A writer can never be so completely sure the end of a book is the actual end of the story.
When I finished KEEPER of an ORDINARY in the summer of 2015 I was fairly certain I had written all I could with the characters and the story. Or so I thought. Ideas kept popping into my consciousness, different slants extending the story.
KEEPER of an ORDINARY is a thriller about a Chicago journalist named Richard Rice. Rich gets the lead of his life and starts investigating and writing about the Russian Mafia’s human trafficking and prostitution rackets in Chicago. Goes without saying, but I’ll say it anyway, the Russians were bent on silencing Rich. They almost succeeded with an assassination attempt. On the advice of the cops, Rich goes on the lam. He leaves his wife with her mother in Glencoe, IL. And to survive he buys a small bar in South Omaha, naming it The Ordinary, and goes off-the-grid calling himself Keeper.
Not much of a thriller if I ended it there. Of course, through subterfuge the Russians find Rich; and there is a terrific shoot-out in The Ordinary.
I hope that scene is as much fun to read as it was to write.
Rich survives. Rich’s wife survives, for they went after her as well. The Russians don’t survive. (And Rich’s lil dog Roommate doesn’t survive—which made a lot of people mad at me.) I said the Russians don’t survive, well, one is wounded, but gets away.
I finished the novel, leaned back in my chair and sighed. But within weeks I started to have these long drawn out thoughts about how come heroes of thrillers never had to face the same stuff normal people do. How come?
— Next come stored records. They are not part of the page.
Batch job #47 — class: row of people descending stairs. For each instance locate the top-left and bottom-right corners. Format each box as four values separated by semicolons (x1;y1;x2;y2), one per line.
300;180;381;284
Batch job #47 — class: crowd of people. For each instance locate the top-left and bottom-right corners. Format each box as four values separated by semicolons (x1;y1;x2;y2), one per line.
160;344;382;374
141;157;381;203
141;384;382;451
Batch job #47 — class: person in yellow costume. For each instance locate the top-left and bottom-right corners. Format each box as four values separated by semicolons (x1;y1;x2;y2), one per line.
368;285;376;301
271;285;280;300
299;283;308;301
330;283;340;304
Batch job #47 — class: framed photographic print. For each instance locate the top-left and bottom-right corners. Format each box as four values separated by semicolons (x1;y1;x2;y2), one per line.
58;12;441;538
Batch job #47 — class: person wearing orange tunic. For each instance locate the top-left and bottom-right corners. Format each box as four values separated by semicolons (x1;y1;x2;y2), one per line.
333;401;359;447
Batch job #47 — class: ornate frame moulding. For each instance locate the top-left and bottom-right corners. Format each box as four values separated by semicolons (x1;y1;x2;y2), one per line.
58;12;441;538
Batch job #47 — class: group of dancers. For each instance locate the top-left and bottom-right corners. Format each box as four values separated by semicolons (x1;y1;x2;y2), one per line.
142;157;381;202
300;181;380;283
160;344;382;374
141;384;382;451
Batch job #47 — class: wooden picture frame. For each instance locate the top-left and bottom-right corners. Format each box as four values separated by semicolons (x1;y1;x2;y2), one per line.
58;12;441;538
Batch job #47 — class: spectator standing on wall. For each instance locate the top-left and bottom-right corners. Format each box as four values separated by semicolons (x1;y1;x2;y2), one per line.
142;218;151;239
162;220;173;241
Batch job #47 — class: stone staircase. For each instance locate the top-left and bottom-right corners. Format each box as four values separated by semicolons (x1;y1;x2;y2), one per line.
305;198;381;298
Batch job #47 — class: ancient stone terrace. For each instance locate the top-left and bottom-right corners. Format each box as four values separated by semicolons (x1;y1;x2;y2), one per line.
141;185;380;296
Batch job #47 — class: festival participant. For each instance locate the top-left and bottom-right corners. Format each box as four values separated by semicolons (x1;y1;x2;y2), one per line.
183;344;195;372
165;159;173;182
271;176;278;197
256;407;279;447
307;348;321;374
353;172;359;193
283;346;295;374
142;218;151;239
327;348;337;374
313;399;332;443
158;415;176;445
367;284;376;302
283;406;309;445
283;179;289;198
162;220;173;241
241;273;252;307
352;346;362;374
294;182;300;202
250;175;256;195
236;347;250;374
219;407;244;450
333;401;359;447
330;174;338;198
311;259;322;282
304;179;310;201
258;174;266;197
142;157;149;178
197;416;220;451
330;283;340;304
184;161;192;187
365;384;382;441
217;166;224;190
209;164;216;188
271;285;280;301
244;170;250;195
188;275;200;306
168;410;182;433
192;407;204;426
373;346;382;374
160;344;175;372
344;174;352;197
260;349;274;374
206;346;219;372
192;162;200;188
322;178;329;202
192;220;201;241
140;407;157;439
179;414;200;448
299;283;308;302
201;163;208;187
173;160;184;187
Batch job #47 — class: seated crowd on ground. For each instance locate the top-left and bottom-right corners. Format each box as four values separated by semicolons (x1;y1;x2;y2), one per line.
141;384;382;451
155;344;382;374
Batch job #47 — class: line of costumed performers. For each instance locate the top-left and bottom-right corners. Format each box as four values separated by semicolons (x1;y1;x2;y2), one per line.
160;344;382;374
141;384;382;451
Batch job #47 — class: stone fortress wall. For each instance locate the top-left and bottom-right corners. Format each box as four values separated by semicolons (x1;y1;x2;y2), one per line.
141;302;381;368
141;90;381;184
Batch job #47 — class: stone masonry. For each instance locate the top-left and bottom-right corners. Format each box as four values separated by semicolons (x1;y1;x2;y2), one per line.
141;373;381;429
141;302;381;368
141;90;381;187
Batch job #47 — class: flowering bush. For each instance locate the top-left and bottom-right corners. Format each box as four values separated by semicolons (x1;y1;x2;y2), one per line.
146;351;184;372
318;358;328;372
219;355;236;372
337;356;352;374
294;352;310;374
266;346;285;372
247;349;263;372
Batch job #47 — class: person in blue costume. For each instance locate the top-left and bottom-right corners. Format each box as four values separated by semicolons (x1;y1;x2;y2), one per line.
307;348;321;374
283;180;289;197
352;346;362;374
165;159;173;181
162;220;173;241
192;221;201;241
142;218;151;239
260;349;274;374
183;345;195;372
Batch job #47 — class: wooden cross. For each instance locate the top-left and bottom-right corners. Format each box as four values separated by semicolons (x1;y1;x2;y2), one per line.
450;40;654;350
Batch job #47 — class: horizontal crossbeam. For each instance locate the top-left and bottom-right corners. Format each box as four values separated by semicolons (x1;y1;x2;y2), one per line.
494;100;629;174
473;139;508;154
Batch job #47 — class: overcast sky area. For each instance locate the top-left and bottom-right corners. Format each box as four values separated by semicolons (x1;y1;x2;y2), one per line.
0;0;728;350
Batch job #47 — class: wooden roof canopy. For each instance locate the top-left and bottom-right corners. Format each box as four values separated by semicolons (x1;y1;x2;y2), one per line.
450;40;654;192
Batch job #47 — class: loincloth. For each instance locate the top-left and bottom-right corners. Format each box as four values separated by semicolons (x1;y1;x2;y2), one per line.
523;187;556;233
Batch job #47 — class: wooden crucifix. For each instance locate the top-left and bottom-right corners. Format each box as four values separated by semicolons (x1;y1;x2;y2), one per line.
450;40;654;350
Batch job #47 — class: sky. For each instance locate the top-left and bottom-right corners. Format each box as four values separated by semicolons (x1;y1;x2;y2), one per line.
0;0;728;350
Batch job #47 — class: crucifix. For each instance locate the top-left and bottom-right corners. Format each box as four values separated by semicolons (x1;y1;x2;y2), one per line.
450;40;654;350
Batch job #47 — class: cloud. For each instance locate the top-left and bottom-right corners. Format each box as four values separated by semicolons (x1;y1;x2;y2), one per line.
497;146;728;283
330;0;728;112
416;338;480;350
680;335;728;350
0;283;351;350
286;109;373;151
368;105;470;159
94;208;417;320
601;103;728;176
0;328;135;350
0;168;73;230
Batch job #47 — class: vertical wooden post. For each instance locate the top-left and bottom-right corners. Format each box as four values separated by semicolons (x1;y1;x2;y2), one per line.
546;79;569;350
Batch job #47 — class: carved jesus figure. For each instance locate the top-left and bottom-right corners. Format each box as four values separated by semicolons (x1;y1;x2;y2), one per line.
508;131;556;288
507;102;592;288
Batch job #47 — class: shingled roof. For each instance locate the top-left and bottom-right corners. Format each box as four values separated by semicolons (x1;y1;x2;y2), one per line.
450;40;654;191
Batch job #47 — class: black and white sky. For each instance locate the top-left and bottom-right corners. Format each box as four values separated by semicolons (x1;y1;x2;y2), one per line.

And what about the surviving members of the Russian Mafia—are they just going to throw up their hands and say “oh well”? And the head of the Russians in Chicago was connected to an ex-KGB general.
It all spun out in my head, and then on paper until it finally came out in paperback—KEEPER: Trial & Vengeance was published July 2017.
Never give up on good characters, they will nag you and bug you because there is more to their stories than just the one tale.